Fun Up North in Edinburgh
It's hardly a surprise that Great Britain and its capital city London get far more coverage in the mainstream media, but up north is a whole country and culture that people often overlook. Scotland's capital city of Edinburgh is just as metropolitan and cosmopolitan as any part of London—and definitely worth a visit.
Going to Edinburgh
Most tourists can catch a flight to Edinburgh International Airport or take any number of trains from London to Waverley Railway Station. For actual in-city transportation, the city has 2 bus lines (Lothian and First), along with a service of Black Cabs that can carry up to 5 passengers at a time. Of course, the city is also built in such a way that all the major landmarks are never more than a 15-minute walk away from each other.
Here are just some of the places you can visit while you're in Edinburgh.
This impressive fortress in Old Town has been standing and open for a thousand years.
As the seat of politics in Scotland, this creatively-designed building was the brainchild of Spanish architect Enric Miralles.
Built in the year 1846 to commemorate the death of Sir Walter Scott, the Scott Monument is one of the most prominent landmarks in the city. Visitors can climb this Gothic spire and get a view of the whole city from 200 feet in the air.
Where once horses and cattle were sold, this historic center of commerce now offers a multitude of shops, vendor stalls, and restaurants on par with what a Londoner could find near Piccadilly Circus.
Museum of Scotland
Admission to this cultural institution is free and well worth a trip. Here you'll find an impressive collection of weapons and artifacts from Scotland's long history, dating all the way back to the age of Ancient Rome (who had settled in Britain for a time). Nearby is the Royal Museum, which has Victorian-era artworks and architecture.
Things to Do in Edinburgh
Whether you're in Edinburgh for a few days, a week, or even longer, here are some things you won't want to miss.
The national dish of Scotland is the haggis (which is more appetizing than it sounds), but the city has a whole smorgasbord of dishes to choose from. There are plenty of fish and chip shops around and several good pubs on the Shore area of Leith, where you can find anything from gourmet burgers to pizza and more.
Festival season in Edinburgh begins around the summertime, with the biggest arts festival known as “The Fringe” scheduled through the beginning of August.

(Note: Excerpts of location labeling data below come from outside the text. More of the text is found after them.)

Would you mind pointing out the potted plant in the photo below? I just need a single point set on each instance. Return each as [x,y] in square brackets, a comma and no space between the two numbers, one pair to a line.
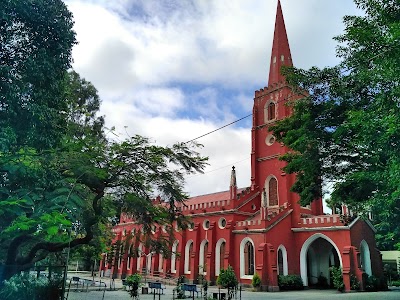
[133,282]
[227,279]
[256,282]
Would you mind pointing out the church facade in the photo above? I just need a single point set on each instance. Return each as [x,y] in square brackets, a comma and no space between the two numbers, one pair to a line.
[262,228]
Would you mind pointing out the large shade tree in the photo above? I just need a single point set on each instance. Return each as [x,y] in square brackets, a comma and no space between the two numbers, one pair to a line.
[346,130]
[62,179]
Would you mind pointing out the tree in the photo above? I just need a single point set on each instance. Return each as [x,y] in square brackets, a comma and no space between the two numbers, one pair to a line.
[61,178]
[346,130]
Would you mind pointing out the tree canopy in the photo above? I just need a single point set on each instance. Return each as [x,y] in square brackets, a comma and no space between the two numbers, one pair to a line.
[62,179]
[346,130]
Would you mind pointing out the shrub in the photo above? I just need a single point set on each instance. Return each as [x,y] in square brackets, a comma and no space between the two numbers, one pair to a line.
[180,293]
[133,281]
[27,287]
[354,283]
[256,281]
[227,278]
[372,284]
[290,282]
[396,283]
[322,282]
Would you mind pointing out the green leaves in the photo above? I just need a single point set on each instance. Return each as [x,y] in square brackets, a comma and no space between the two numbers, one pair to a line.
[347,130]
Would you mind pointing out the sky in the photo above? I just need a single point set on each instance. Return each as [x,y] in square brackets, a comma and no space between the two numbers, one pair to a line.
[174,70]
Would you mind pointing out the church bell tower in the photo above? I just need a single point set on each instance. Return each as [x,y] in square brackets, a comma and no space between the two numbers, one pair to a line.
[270,106]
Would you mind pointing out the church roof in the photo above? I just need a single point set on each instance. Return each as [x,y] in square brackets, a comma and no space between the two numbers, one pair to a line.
[280,55]
[219,196]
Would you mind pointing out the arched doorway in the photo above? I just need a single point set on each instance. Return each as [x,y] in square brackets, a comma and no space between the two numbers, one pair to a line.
[318,254]
[365,258]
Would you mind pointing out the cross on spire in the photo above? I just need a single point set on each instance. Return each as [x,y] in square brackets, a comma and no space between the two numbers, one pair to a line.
[280,55]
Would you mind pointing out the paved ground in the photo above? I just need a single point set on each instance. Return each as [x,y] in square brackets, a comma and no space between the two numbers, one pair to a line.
[298,295]
[120,294]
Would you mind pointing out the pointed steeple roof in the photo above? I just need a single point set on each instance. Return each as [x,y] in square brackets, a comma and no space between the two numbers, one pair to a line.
[280,55]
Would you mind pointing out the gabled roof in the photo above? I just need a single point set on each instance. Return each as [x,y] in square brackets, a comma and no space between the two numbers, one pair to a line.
[225,195]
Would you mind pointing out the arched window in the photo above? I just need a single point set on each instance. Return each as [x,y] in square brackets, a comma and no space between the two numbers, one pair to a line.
[247,261]
[173,256]
[120,254]
[203,257]
[282,261]
[270,195]
[188,255]
[273,192]
[128,263]
[219,256]
[222,256]
[270,111]
[161,262]
[139,257]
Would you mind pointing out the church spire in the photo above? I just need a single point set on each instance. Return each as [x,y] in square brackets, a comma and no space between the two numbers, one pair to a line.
[280,55]
[233,176]
[233,186]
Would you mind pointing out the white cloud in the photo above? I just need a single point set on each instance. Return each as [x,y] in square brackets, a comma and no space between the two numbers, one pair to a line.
[138,53]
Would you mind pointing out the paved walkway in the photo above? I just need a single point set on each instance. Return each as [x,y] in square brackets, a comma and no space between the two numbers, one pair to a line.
[119,294]
[297,295]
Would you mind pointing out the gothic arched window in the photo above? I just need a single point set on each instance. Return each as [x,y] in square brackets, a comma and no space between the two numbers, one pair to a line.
[273,192]
[270,111]
[248,259]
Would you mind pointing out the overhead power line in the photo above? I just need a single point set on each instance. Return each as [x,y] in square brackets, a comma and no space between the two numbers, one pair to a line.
[219,128]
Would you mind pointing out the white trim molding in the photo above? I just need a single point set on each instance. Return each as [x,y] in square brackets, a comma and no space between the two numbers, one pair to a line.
[241,255]
[187,256]
[284,260]
[218,255]
[303,254]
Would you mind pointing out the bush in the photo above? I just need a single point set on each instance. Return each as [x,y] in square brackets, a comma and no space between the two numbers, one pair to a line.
[322,282]
[256,282]
[396,283]
[354,283]
[227,278]
[133,281]
[27,287]
[290,282]
[180,293]
[372,284]
[337,277]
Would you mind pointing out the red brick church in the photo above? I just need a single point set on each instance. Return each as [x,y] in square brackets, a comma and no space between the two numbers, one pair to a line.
[262,228]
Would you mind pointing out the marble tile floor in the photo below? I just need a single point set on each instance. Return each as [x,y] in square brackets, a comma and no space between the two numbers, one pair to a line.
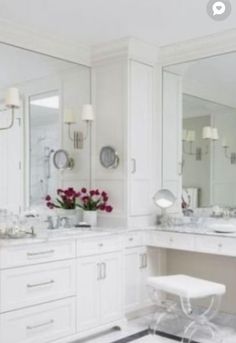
[226,322]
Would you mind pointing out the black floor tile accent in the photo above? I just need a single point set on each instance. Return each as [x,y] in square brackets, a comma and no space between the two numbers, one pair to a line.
[146,333]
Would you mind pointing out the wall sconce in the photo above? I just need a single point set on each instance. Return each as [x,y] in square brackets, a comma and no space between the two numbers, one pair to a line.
[231,156]
[210,134]
[12,101]
[78,137]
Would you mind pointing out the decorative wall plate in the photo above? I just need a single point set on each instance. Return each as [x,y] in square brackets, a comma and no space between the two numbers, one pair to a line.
[62,160]
[109,157]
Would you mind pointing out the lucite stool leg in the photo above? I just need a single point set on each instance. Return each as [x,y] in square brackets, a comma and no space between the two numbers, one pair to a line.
[168,307]
[201,322]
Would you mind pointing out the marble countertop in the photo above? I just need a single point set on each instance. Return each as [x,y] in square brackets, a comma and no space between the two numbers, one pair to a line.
[209,228]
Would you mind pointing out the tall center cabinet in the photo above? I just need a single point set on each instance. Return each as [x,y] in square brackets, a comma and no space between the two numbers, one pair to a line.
[123,94]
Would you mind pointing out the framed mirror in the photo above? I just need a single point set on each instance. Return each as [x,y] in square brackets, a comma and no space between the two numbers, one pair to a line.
[47,87]
[200,97]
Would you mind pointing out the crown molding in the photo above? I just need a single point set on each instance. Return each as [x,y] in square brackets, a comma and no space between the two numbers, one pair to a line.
[22,37]
[129,48]
[216,44]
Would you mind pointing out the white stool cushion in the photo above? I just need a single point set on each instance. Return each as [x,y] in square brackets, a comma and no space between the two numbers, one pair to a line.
[185,286]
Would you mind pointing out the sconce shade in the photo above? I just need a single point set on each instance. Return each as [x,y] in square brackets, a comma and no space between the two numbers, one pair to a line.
[191,135]
[12,98]
[214,134]
[69,116]
[164,199]
[224,143]
[207,132]
[184,135]
[88,113]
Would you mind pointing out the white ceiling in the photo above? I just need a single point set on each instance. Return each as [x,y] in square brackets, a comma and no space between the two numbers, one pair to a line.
[18,66]
[160,22]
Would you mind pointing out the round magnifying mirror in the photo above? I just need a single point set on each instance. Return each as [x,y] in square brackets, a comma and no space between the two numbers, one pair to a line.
[164,199]
[109,157]
[62,160]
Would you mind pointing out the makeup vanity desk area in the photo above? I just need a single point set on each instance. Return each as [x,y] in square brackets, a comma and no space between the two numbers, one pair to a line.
[64,284]
[193,239]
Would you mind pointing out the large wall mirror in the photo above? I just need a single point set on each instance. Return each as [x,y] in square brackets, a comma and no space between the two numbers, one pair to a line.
[201,95]
[48,87]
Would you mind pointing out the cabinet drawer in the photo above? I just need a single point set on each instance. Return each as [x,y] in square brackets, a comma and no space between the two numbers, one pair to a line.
[134,239]
[99,245]
[36,253]
[39,324]
[216,245]
[21,287]
[172,240]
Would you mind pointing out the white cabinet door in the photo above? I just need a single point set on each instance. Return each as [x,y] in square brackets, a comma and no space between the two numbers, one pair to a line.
[88,289]
[140,263]
[112,286]
[172,133]
[140,137]
[132,279]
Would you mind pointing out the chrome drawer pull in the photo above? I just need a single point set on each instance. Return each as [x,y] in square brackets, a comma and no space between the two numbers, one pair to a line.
[29,327]
[99,271]
[31,254]
[40,284]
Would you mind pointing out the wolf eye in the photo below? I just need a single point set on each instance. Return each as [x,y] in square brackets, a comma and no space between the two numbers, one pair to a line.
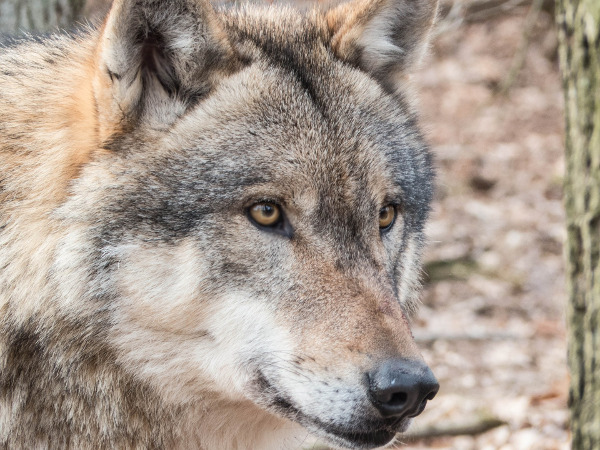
[265,214]
[387,214]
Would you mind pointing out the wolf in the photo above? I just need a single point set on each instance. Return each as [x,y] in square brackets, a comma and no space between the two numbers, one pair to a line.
[210,228]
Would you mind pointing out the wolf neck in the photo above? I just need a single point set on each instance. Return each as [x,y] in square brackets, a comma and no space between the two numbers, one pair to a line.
[52,110]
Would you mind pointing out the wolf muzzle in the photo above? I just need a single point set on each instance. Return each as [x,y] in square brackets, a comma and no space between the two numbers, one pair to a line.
[401,387]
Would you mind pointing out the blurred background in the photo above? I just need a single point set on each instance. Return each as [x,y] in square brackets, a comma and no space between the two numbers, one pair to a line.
[492,322]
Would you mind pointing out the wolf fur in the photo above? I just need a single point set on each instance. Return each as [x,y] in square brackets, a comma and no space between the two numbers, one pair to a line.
[139,306]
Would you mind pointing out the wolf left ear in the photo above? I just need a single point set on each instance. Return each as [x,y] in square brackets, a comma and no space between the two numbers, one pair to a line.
[383,37]
[154,58]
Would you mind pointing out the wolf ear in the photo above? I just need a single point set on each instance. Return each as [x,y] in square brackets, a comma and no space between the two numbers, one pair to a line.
[154,58]
[386,38]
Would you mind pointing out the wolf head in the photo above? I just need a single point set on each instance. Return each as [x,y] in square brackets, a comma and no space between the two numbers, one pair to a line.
[255,217]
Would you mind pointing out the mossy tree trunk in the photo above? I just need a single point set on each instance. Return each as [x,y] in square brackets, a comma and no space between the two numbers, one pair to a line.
[38,15]
[579,28]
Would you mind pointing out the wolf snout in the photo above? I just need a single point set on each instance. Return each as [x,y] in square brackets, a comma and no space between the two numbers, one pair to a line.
[401,387]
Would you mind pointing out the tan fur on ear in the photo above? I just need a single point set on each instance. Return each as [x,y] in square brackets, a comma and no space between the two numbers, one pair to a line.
[154,58]
[382,37]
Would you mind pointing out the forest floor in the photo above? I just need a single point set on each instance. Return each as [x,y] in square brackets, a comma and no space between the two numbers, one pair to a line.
[492,322]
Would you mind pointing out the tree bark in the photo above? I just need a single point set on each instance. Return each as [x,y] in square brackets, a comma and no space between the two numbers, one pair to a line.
[38,15]
[579,29]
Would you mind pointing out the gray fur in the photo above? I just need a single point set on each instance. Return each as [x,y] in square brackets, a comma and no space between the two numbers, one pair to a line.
[139,305]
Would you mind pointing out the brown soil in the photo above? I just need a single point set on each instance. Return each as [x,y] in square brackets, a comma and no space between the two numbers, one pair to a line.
[492,322]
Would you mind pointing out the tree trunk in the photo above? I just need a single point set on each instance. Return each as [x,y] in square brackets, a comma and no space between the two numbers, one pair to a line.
[579,28]
[38,15]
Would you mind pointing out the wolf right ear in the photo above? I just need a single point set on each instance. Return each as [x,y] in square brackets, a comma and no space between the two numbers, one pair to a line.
[386,38]
[154,58]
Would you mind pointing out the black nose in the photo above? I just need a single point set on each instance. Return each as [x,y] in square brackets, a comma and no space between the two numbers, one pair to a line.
[401,387]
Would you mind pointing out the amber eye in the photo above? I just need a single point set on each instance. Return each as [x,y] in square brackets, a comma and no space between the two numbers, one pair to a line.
[265,214]
[387,214]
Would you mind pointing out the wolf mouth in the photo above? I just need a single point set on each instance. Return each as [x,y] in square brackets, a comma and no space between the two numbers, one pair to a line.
[368,435]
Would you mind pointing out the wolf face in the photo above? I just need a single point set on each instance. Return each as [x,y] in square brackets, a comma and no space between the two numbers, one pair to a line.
[243,231]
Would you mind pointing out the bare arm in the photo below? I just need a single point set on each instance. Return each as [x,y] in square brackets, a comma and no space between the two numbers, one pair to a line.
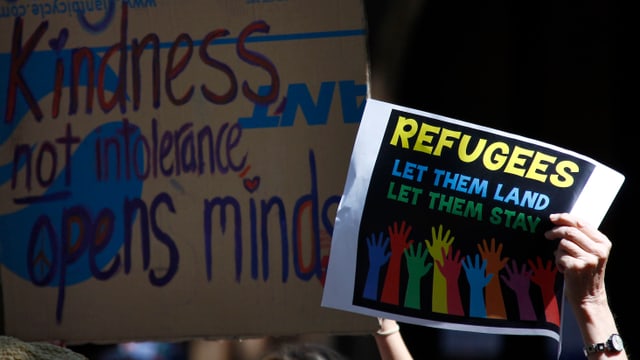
[390,343]
[582,255]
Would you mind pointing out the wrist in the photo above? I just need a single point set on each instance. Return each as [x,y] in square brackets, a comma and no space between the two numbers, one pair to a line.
[387,327]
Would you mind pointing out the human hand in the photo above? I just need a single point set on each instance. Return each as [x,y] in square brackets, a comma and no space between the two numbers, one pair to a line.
[582,255]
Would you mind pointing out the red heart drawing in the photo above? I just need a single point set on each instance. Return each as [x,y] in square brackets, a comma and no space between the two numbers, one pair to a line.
[252,184]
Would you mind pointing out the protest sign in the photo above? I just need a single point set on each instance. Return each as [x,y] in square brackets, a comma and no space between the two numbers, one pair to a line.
[171,169]
[442,223]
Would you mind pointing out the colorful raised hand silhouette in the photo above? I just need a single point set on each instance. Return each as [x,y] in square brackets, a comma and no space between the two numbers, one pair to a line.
[398,237]
[477,281]
[439,294]
[493,292]
[520,282]
[378,256]
[417,267]
[545,278]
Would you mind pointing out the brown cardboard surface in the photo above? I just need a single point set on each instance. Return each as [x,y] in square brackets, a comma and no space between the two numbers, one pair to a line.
[178,267]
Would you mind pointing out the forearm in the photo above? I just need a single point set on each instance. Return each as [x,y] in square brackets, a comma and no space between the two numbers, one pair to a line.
[596,323]
[390,343]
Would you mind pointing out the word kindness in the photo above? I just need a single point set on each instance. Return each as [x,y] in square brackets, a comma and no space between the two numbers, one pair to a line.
[518,220]
[494,156]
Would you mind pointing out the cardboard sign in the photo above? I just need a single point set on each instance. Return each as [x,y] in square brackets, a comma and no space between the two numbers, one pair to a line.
[172,169]
[442,223]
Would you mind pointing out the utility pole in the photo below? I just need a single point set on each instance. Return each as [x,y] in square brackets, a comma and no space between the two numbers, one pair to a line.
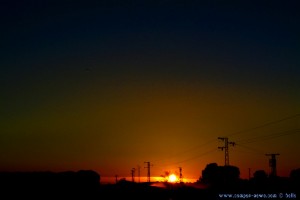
[272,163]
[139,173]
[180,174]
[132,174]
[249,173]
[148,174]
[116,178]
[227,143]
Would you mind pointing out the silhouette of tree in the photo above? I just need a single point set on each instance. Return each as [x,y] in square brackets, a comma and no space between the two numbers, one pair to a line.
[220,175]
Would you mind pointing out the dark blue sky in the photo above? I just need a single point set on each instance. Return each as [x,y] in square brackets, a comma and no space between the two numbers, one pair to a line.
[88,72]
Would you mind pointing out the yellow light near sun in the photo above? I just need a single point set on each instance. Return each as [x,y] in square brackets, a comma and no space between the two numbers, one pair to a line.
[172,178]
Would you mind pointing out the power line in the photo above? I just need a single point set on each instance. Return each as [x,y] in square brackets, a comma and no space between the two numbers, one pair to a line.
[194,148]
[191,158]
[250,148]
[267,137]
[226,147]
[266,124]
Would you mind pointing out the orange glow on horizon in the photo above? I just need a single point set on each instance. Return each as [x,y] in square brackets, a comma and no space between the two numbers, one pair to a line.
[172,178]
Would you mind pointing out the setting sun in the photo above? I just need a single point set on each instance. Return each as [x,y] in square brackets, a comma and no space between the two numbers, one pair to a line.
[172,178]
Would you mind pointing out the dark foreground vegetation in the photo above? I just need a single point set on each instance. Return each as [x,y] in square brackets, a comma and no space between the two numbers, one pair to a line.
[86,184]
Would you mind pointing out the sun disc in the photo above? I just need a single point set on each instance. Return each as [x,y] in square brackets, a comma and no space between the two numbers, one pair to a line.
[172,178]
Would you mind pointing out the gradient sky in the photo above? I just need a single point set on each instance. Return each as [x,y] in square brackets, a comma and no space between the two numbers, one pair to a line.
[108,85]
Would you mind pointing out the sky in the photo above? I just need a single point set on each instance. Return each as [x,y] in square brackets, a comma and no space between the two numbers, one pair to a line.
[110,85]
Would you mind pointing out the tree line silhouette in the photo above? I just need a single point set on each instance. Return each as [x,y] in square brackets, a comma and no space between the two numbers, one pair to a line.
[86,184]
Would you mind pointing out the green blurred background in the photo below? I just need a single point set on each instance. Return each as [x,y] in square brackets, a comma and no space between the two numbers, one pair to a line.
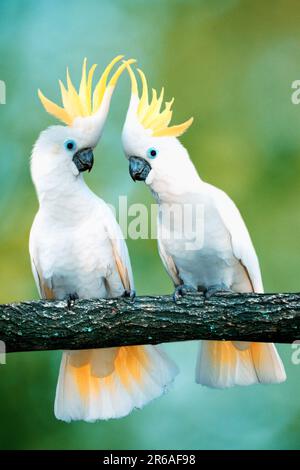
[230,64]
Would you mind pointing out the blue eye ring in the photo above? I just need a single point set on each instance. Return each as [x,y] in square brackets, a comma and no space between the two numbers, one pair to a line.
[70,145]
[152,153]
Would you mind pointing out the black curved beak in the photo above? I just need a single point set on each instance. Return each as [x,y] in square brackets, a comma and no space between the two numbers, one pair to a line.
[139,168]
[84,159]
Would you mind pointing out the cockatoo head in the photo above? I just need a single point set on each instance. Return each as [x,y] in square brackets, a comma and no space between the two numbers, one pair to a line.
[152,147]
[63,152]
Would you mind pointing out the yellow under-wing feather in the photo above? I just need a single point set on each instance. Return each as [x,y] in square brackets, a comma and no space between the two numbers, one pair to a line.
[150,115]
[84,102]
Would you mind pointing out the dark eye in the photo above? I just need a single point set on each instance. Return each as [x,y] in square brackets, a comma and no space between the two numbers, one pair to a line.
[152,152]
[70,145]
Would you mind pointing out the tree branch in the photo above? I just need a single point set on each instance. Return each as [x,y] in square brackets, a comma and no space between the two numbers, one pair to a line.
[48,325]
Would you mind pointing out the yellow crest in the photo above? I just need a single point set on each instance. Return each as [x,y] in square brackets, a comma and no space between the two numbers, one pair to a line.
[84,102]
[150,114]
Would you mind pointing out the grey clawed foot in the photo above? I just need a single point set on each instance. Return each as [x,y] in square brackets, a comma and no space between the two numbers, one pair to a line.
[212,290]
[129,294]
[182,290]
[71,300]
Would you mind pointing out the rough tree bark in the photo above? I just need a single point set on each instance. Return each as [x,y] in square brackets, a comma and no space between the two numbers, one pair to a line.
[47,325]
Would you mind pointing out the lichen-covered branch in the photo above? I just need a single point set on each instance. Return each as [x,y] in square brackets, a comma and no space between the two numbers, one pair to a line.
[46,325]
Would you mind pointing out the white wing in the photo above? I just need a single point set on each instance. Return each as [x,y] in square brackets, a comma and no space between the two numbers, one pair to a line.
[242,246]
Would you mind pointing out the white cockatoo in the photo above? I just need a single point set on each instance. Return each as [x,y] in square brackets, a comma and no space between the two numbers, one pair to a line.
[211,250]
[78,252]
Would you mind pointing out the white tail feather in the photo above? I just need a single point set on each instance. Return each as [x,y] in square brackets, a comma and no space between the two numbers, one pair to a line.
[140,374]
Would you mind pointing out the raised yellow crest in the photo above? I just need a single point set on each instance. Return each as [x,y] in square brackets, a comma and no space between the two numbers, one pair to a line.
[84,102]
[150,114]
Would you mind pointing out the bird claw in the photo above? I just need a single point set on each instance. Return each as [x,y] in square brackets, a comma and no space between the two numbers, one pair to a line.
[216,289]
[182,290]
[71,300]
[129,294]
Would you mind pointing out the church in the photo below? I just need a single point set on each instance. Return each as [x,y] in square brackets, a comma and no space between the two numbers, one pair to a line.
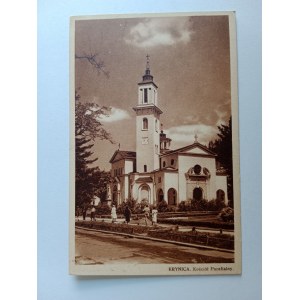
[154,172]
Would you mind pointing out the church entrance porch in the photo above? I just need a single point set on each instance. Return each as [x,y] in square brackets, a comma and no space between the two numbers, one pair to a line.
[197,194]
[172,196]
[144,193]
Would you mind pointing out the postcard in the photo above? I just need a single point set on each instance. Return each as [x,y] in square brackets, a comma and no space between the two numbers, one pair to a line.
[154,146]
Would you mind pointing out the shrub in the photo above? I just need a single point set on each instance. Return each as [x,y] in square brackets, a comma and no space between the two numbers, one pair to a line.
[215,205]
[226,214]
[162,206]
[131,203]
[199,204]
[103,209]
[185,206]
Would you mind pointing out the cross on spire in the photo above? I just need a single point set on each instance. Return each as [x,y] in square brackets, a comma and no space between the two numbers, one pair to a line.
[196,138]
[148,62]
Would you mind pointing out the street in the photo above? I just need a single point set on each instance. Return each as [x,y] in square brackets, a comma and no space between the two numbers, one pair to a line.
[104,248]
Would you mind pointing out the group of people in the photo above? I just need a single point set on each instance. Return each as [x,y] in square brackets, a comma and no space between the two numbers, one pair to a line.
[147,214]
[150,216]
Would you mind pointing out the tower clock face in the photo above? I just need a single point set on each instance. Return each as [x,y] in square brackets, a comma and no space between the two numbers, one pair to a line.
[145,141]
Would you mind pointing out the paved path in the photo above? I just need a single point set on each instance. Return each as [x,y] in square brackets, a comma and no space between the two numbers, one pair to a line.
[103,248]
[142,223]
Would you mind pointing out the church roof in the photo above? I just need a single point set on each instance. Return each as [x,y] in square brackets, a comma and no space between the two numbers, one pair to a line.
[189,147]
[144,179]
[121,154]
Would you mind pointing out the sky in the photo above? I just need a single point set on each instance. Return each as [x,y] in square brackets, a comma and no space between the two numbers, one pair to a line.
[190,62]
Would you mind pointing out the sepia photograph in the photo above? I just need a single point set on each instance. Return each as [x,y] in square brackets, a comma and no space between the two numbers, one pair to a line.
[154,147]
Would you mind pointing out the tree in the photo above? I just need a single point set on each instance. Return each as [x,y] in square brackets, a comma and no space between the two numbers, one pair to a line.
[96,63]
[89,181]
[223,148]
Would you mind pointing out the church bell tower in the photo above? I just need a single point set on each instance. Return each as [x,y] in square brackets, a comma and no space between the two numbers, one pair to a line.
[147,124]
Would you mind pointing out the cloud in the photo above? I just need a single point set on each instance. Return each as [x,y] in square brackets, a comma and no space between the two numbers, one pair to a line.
[159,32]
[116,114]
[186,133]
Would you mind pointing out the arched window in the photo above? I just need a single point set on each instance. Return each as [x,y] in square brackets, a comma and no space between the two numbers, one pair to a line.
[144,192]
[197,194]
[220,195]
[172,195]
[145,96]
[115,194]
[145,124]
[160,195]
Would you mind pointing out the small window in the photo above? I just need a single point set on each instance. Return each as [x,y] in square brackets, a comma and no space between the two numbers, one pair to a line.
[145,96]
[145,124]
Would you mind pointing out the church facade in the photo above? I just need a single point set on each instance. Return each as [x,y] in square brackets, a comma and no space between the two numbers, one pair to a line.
[154,172]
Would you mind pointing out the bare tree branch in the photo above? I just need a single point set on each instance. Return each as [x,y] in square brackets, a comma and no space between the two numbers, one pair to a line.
[97,64]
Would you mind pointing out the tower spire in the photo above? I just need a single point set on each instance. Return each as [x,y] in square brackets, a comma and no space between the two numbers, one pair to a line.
[147,76]
[148,62]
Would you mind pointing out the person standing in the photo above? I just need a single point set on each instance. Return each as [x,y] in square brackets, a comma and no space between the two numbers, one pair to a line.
[114,214]
[93,212]
[154,215]
[147,213]
[77,211]
[127,214]
[84,209]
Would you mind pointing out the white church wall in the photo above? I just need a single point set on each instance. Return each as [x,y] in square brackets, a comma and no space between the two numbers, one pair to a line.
[185,162]
[170,161]
[171,181]
[145,144]
[128,166]
[221,184]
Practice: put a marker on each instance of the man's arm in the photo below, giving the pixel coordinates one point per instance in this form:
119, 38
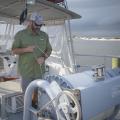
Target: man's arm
23, 50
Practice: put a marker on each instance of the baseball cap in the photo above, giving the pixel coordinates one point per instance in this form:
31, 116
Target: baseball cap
38, 19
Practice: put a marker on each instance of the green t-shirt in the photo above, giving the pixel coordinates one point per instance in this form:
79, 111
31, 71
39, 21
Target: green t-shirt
27, 64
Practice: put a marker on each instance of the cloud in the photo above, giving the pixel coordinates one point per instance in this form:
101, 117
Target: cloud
99, 17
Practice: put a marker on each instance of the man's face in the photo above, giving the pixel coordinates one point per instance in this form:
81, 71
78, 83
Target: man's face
35, 27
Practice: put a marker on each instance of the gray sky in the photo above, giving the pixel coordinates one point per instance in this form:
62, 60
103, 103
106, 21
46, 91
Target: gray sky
99, 17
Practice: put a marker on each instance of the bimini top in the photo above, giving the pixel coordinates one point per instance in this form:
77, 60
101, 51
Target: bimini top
51, 12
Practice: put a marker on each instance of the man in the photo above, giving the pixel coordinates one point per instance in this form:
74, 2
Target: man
33, 47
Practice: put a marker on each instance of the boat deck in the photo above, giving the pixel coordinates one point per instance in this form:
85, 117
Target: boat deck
11, 88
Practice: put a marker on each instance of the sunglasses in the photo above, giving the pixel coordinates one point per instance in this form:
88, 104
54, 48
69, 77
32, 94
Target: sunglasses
38, 25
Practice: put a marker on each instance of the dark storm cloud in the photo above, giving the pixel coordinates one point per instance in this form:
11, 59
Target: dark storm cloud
99, 17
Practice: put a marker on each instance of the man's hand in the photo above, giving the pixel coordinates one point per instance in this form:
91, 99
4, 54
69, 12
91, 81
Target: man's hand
29, 48
40, 60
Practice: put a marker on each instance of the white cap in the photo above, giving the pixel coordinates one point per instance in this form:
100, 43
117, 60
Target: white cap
37, 18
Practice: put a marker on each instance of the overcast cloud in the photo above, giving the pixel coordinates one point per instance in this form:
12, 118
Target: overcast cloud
99, 17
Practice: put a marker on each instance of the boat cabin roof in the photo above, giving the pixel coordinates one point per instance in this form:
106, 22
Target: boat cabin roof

For the best dancing and musical experience, the hottest place to be is Cabaret Voltaire. For local music acts and some classic rock, you can try Whistle Binkies, a club within earshot of the Royal Mile.
New Year's Eve
If you happen to visit during winter, you should stick around for Hogmanay, the biggest New Year's celebration in all of Scotland. The grand finale of this citywide event is a massive fireworks display set off from the top of Edinburgh Castle.